Five things to think about this week:

STALLING RALLY
- The global equity market rally has stalled in June and is threatening to go into reverse. With this week effectively the last full week of the second quarter, the temptation for many funds to book profits on such a lucrative quarter will be high. Any knock on boost to volatility would pose more risks for some of the trades that looked the most attractive in a lower volatility environment, such as cyclical versus defensives plays, emerging markets, and foreign exchange carry trades.

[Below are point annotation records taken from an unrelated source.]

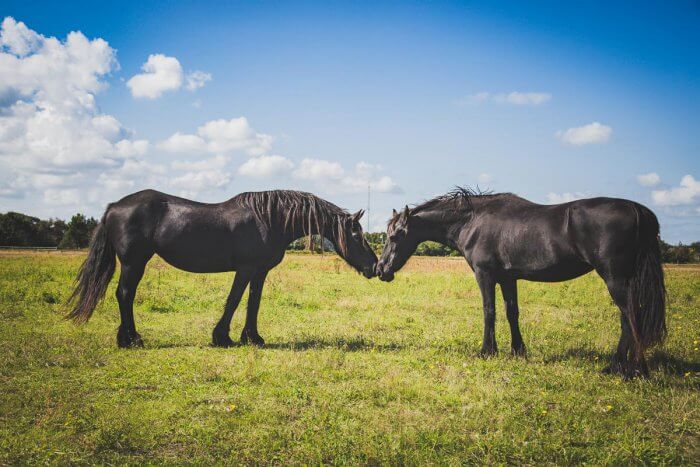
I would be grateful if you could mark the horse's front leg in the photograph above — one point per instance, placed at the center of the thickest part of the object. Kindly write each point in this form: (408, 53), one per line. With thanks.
(487, 284)
(220, 337)
(509, 288)
(250, 330)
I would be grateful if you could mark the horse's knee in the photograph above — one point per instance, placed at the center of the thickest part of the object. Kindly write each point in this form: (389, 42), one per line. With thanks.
(128, 339)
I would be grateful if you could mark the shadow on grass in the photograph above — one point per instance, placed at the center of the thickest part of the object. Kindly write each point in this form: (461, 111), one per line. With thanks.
(357, 344)
(657, 360)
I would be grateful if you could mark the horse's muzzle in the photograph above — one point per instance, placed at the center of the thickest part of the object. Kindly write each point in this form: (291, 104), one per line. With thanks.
(384, 275)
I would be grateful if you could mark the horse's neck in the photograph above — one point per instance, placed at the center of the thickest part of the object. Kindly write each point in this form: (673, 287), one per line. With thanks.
(441, 228)
(301, 227)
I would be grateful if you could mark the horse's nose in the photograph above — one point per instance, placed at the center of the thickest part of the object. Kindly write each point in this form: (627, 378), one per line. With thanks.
(379, 268)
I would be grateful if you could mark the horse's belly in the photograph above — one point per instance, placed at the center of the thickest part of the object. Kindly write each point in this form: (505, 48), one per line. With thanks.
(197, 249)
(558, 272)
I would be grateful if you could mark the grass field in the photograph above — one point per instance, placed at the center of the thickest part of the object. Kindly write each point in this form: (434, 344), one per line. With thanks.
(355, 371)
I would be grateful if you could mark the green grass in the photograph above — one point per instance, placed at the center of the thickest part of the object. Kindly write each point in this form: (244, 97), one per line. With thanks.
(355, 371)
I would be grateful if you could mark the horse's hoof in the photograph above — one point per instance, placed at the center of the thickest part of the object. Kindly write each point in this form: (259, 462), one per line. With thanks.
(221, 341)
(248, 337)
(488, 353)
(129, 340)
(613, 369)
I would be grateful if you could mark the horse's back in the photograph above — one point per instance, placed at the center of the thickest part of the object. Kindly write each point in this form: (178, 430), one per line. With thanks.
(610, 229)
(193, 236)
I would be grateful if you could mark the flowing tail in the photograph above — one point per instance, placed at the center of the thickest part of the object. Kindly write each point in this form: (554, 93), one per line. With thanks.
(94, 275)
(647, 290)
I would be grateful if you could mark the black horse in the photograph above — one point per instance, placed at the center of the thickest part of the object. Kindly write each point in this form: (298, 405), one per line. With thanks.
(505, 238)
(247, 234)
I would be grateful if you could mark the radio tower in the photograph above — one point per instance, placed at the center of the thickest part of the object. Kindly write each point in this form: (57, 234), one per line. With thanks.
(368, 192)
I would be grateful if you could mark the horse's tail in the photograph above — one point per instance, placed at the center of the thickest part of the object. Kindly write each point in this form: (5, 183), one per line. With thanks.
(647, 292)
(94, 275)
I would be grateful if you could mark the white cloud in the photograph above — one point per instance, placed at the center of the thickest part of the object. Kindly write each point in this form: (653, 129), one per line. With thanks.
(18, 38)
(650, 179)
(319, 170)
(593, 133)
(192, 183)
(188, 144)
(266, 166)
(687, 193)
(220, 137)
(386, 185)
(160, 74)
(513, 98)
(70, 196)
(330, 176)
(557, 198)
(49, 121)
(216, 162)
(131, 148)
(197, 79)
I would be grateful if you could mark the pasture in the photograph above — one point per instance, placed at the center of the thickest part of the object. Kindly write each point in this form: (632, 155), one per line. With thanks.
(354, 371)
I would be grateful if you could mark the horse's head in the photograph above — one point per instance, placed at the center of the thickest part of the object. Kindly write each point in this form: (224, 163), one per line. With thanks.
(401, 242)
(353, 247)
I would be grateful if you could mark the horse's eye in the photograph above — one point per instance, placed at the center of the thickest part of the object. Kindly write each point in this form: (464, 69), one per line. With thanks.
(396, 236)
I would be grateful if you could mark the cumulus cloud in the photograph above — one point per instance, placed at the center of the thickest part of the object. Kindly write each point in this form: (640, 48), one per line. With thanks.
(220, 137)
(650, 179)
(687, 193)
(318, 170)
(162, 74)
(48, 117)
(192, 183)
(266, 166)
(557, 198)
(513, 98)
(593, 133)
(332, 177)
(197, 79)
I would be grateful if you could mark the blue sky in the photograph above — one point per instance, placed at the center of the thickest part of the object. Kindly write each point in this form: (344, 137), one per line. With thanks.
(549, 101)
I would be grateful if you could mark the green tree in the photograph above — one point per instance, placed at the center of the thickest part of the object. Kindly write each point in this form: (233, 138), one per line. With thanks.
(78, 232)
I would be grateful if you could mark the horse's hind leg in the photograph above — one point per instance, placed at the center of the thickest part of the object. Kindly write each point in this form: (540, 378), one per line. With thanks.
(250, 331)
(220, 337)
(487, 284)
(129, 278)
(618, 363)
(628, 358)
(509, 288)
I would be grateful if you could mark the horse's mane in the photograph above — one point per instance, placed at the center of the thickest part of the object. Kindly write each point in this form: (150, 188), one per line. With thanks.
(457, 201)
(286, 209)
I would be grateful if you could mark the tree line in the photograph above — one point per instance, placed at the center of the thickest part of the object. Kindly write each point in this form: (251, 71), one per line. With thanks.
(18, 229)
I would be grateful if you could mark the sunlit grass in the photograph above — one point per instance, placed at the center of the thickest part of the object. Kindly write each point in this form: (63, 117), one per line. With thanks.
(355, 371)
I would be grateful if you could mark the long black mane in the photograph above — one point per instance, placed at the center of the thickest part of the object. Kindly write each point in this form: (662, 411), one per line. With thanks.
(459, 198)
(286, 210)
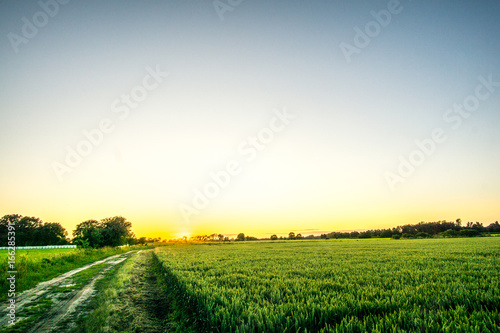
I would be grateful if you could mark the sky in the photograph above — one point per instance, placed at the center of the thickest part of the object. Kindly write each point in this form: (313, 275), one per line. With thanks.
(262, 117)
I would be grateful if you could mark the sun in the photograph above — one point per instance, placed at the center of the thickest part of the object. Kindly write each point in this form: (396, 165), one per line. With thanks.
(183, 234)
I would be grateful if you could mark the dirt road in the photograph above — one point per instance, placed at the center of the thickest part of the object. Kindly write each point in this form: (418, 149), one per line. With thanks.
(53, 306)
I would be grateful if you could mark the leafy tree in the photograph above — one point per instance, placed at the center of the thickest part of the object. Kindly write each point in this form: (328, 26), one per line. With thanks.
(116, 231)
(31, 231)
(88, 233)
(51, 234)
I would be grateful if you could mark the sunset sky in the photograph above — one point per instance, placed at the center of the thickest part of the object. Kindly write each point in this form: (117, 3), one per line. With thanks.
(194, 117)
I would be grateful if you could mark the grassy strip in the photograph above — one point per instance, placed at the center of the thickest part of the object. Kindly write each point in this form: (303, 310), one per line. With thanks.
(36, 266)
(131, 299)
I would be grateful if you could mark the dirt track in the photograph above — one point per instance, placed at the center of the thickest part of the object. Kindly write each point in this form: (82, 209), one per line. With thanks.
(64, 294)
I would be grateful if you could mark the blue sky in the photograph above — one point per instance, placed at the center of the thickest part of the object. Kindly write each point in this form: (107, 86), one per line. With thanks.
(226, 78)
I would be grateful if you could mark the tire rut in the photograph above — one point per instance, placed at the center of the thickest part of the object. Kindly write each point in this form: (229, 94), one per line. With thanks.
(63, 308)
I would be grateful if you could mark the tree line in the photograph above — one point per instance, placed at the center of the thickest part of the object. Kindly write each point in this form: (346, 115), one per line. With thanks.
(419, 230)
(31, 231)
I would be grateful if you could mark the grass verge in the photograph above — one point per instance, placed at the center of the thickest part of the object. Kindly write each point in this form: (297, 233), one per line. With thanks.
(132, 299)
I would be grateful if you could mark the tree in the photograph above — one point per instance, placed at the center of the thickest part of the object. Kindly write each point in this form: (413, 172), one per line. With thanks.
(88, 233)
(52, 234)
(116, 231)
(31, 231)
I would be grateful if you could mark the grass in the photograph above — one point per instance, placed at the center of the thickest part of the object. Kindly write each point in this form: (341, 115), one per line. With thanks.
(34, 266)
(131, 299)
(438, 285)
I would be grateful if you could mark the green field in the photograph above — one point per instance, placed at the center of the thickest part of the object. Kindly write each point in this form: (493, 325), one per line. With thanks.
(445, 285)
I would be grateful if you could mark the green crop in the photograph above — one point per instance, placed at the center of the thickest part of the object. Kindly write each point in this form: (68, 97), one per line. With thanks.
(435, 285)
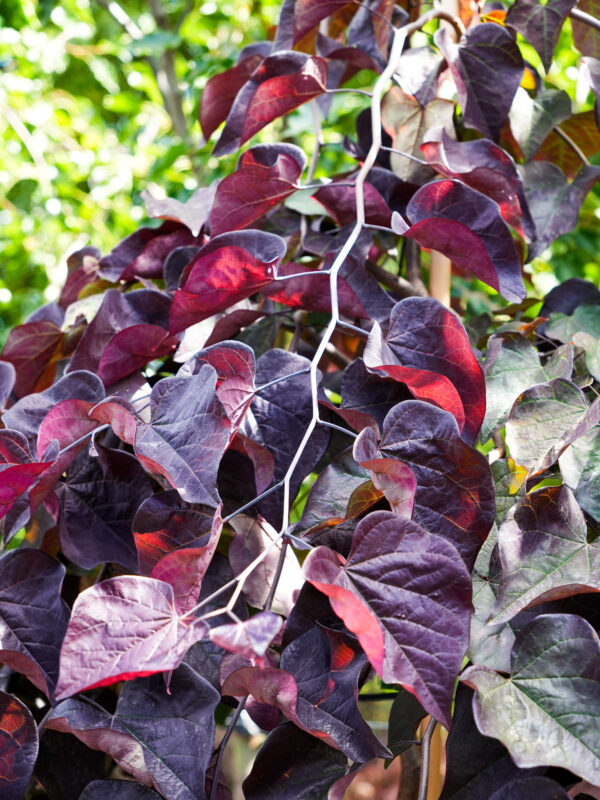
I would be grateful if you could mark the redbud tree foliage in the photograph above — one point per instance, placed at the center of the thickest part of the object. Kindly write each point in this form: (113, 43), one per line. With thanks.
(250, 465)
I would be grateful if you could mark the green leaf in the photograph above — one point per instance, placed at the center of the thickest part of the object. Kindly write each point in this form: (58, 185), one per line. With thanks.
(544, 552)
(544, 712)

POLICY, SUPPLY RISKS FOR BONDS
- How the U.S. Federal Reserve will respond to the interest rate market gyrations of the past month has been a key market talking point. Questions centre on whether it will expand the size of buybacks, whether there will be any change in the length of time the buyback programme lasts, whether the central bank makes any effort to unwind the rise in bond yields seen in the past months, and whether there will be any talk of an exit strategy. Another risk to the front end will be the Treasury refinancing, which resumes after a week of no supply and will be concentrating on the shorter end.

WHAT COLOUR ARE THE SHOOTS
- This week's data will show both whether the inventory rebuilding that was priced in over recent months is actually materialising and whether there are any other drivers of economic activity out there. The flash PMI in Europe and sentiment indicators will be particularly relevant in deciding on the latter issue, with consumer and income data out from both sides of the Atlantic providing an additional window on how domestic demand is shaping up.

CENTRAL BANK CASH
- There is potential for significant take up at the ECB's first one-year tender this week and some are speculating that the injection of large amounts of money into the market could drive down short end rates sharply. Most recent anecdotal evidence suggests firms are still facing tight credit conditions but confidence in financial stabilisation is a pre-requisite if banks are to lend on. This is leading to speculation of where else the money might be parked in the interest rate or fixed income universe. There are also question marks over whether any of the money might leak outside the euro zone -- and what, if any, are the potential FX implications of such seepage.

EMERGING MARKET RISKS
- Higher volatility spells underperformance in the emerging market universe and has raised questions over the risks in individual countries -- e.g. Turkey's IMF deal; Latvia's political difficulties in winning acceptance for budget cuts; the possibility of the Iranian domestic upheaval gaining market attention; and ructions within the Saudi banking sector. The shifting sentiment suggests potential hurdles for heavy third quarter corporate and government refinancing needs, especially in central and eastern Europe, not least given that the heavy issuance plans of better-rated developed market sovereigns pose crowding out risks.